PARIS — Startup satellite broadband provider Avanti Communications has won an arbitration award against launch-services provider SpaceX relating to Avanti’s decision to scrap a planned launch aboard a SpaceX rocket in favor of Europe’s Ariane 5 vehicle, Avanti said.

London-based Avanti also updated investors on the commercial outlook for its Hylas 1 Ku- and Ka-band satellite, which was launched in November and began commercial service April 4.

In a statement dated April 18, Avanti said the American Arbitration Association of New York awarded the full $7.6 million refund that Avanti had demanded of Space Exploration Technologies (SpaceX), of Hawthorne, Calif., builder of the Falcon 9 rocket originally selected to launch Hylas 1. The Falcon 9’s launch rate has not increased as quickly as planned.

Avanti said its contract with SpaceX stipulated a certain number of successful Falcon 9 liftoffs before the Hylas 1 launch. When SpaceX fell behind its Falcon 9 launch schedule, Avanti contracted with Europe’s Arianespace launch consortium for a launch aboard the European version of Russia’s medium-lift Soyuz rocket.

The European Soyuz was unavailable to perform the launch in time, and Evry, France-based Arianespace agreed to carry Hylas 1 as the second passenger aboard the heavy-lift Ariane 5 ECA rocket.

Avanti said the arbitration award is binding and increases at a preset rate of interest from the day of the award.

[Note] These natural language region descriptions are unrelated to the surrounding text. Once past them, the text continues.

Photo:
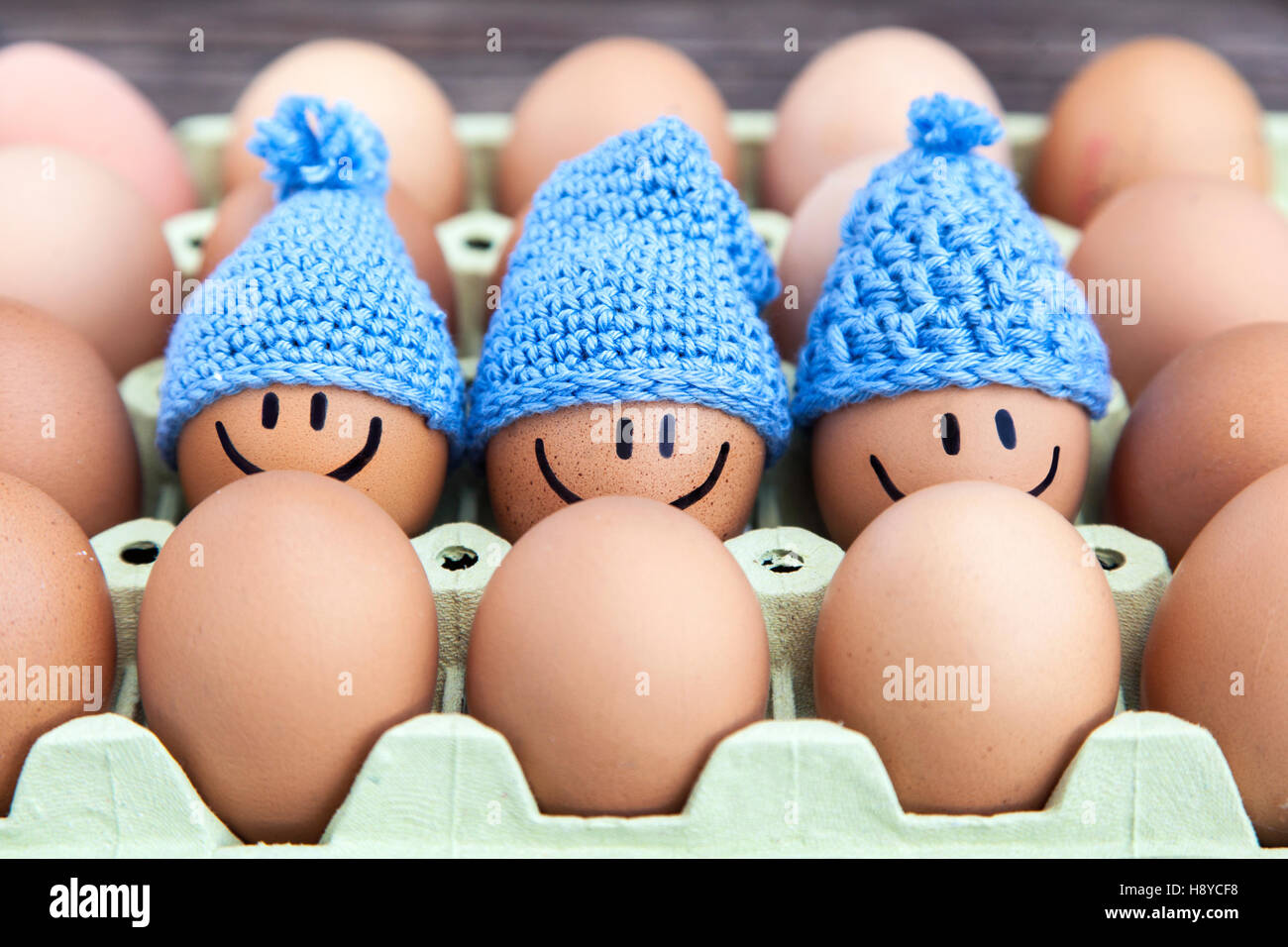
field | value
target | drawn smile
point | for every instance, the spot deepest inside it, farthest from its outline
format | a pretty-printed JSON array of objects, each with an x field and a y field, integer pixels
[
  {"x": 347, "y": 471},
  {"x": 682, "y": 502},
  {"x": 896, "y": 493}
]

Hylas 1 began service with a backlog of 139 million British pounds ($225.2 million), Avanti said. The company has ordered a larger Hylas 2 satellite from Orbital Sciences Corp. of Dulles, Va., with delivery scheduled for 2012. Avanti said Hylas 2’s backlog is already at 28.4 million pounds, not including an option, valued at 113.4 million pounds, for capacity “which is subject to a significant option fee.”

Some 52 percent of Hylas’ backlog is for enterprise and military applications, not including the Hylas 2 option, Avanti said. The rest is for consumer and small-business broadband. Cellular backhaul is likely to be “a significant percentage of backlog,” the company said.

Avanti started its satellite-broadband business by leasing conventional Ku-band capacity on other operators’ satellites and has about 5,000 customers, of which 10 percent have been transferred to Hylas 1. In addition to these customers, Avanti said its service providers have a customer base that Avanti is assisting in the move toward Hylas 1. When these are added into the Hylas 1 customer count, the total is more than 20,000 users, Avanti said.

Avanti had promised investors that Hylas 1 would be at least 25 percent booked when it entered service. The company said it exceeded that goal and had booked 35.1 percent of the satellite’s capacity at “peak utilization rate under Hylas 1 aggregate contracts.”